Dieu étant le principe de tout, il est non seulement la cause mais doit également en être la finalité. Dieu est la raison ontologique de cet ordre harmonieux. Nous sommes désormais en présence d’un fondement théocentrique de l’Univers et de l’ordre. Il y a l’introduction de la subjectivité divine dans l’explication du cosmos. De cette affirmation découleront les hérésies modernes, les fameuses « idées chrétiennes devenues folles » de Chesterton : la philosophie moderne, en rompant avec l’ordre naturel et l’idée de cause divine, ne retiendra que la subjectivité créatrice et fera de l’individu la cause et la fin de toute chose. Désormais, dans le monde moderne, la cause première et la cause finale ne sont plus Dieu, mais l’individu.
Dans cette perspective d’un ordre naturel théocentrique, on comprend mieux la notion d’obéissance développée par Cassien et qui sera reprise par toute la théologie chrétienne. Le christianisme ne se contente pas de voir le cosmos en un tout ordonné, comme les Anciens, mais rajoute la notion de sub-ordination, c’est-à-dire d’obéissance. L’ordre cosmologique étant voulu et dirigé par Dieu, sa cause et sa fin, il convient de Lui obéir en toute chose en calquant la notion de subordination au sein de l’espace des hommes. Il s’agit de recréer la relation de subordonné de la créature à Dieu dans l’ordre social.

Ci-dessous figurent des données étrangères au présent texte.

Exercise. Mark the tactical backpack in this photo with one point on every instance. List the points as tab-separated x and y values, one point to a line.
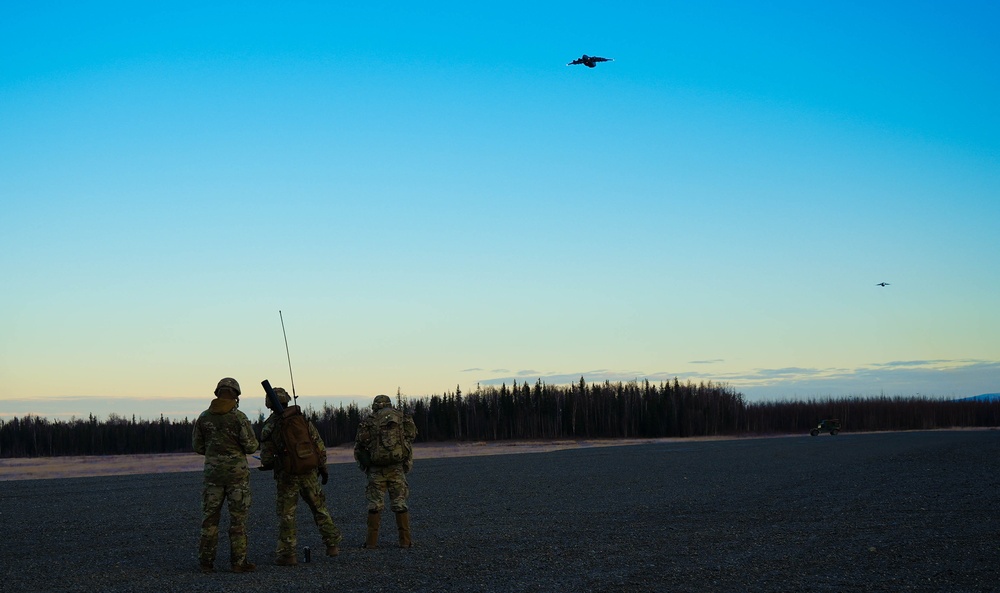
388	443
300	456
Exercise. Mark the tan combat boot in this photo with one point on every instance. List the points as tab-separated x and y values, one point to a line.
371	542
244	567
403	523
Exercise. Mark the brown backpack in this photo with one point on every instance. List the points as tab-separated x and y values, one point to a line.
300	455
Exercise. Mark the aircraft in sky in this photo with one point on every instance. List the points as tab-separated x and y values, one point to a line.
589	61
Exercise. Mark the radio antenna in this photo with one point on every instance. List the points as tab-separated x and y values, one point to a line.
290	376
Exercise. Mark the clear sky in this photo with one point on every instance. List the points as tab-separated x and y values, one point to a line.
433	199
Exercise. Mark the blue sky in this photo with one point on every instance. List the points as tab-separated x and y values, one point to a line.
433	199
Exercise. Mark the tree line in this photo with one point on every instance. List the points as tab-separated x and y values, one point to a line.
533	412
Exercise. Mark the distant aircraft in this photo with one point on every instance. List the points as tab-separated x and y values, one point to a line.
589	61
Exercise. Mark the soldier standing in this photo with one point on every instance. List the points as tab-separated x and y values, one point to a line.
224	436
384	451
290	486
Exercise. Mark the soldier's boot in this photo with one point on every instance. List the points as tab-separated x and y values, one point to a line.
374	518
206	553
244	566
403	524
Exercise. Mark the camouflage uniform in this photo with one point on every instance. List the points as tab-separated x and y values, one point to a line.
224	436
290	487
385	478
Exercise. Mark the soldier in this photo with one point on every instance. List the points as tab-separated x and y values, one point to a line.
224	436
290	486
384	451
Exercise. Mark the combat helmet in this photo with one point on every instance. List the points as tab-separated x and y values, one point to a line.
230	384
283	397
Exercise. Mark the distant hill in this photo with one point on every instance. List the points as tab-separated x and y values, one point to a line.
986	397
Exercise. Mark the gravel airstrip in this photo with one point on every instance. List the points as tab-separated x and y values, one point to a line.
913	511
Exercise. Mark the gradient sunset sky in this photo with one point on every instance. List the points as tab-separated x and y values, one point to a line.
433	199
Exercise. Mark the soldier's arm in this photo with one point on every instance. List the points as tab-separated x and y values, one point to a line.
248	440
197	440
267	446
320	445
409	429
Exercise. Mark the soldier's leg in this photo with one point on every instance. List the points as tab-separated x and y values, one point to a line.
312	493
399	492
286	501
374	493
239	509
399	489
212	498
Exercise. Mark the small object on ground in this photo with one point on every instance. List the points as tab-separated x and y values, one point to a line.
832	426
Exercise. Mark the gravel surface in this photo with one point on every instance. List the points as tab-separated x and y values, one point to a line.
912	511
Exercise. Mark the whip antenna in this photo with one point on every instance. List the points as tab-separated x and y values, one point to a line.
289	356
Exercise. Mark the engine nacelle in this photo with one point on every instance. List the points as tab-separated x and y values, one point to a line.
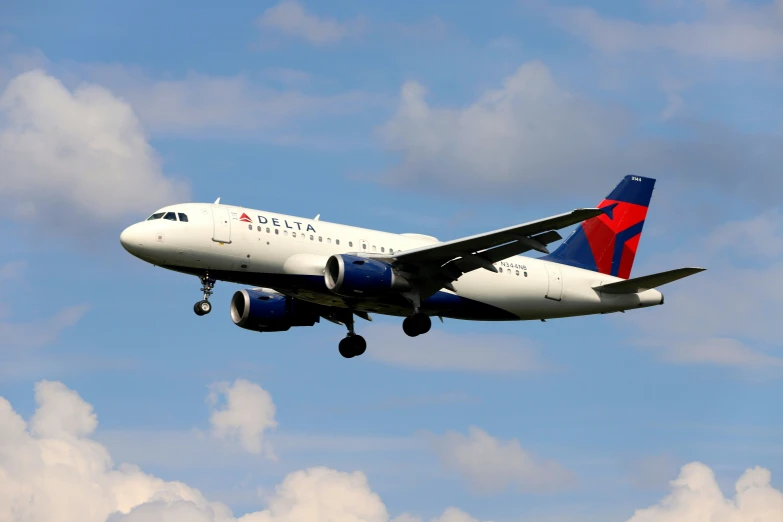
354	276
268	311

Le christianisme est une religion de l’incarnation : Dieu s’est fait homme et s’est incarné dans une terre et une histoire ; en d’autres termes dans le cosmos. Saint Irénée de Lyon écrivait ainsi que « Dieu s’est fait homme pour que l’homme devienne Dieu ». Autrement dit, cette incarnation doit conduire à transcender l’homme et ne rabaisse pas la nature divine. Dans cette conception, l’homme doit donc créer une pyramide dans laquelle chacun obéit à son supérieur, de façon absolue, jusqu’à Dieu afin de se conformer à l’ordre naturel. L’ordre médiéval est calqué sur ce modèle : la relation féodo-vassalique fait que toutes les relations inter-personnelles sont des relations de dépendance et d’obéissance, où chaque homme est tenu d’obéir à un autre, jusqu’au roi, qui devra lui-même rendre des compte à Dieu, puisque, dit saint Paul, « il n’y a aucune autorité qui ne vienne de Dieu » (Romains 13, 1). Ce qui ne signifie évidemment pas que toute autorité dispose d’un pouvoir divin, mais que le fondement de toute autorité est invisible et vient de Dieu, sans qui rien n’est possible et à qui chacun devra rendre compte de l’usage qu’il fait de cette autorité. Dans cette optique, la vie monacale, à son apogée au XIe siècle, est un microcosme de la vie sociale médiévale.
À contrario, le monde moderne incarne le refus d’obéir, où chacun se fait son propre maître ; la philosophie moderne signe ainsi le passage d’une société d’individus hétéronomes à une société d’individus autonomes. Le monde moderne est finalement celui du non serviam.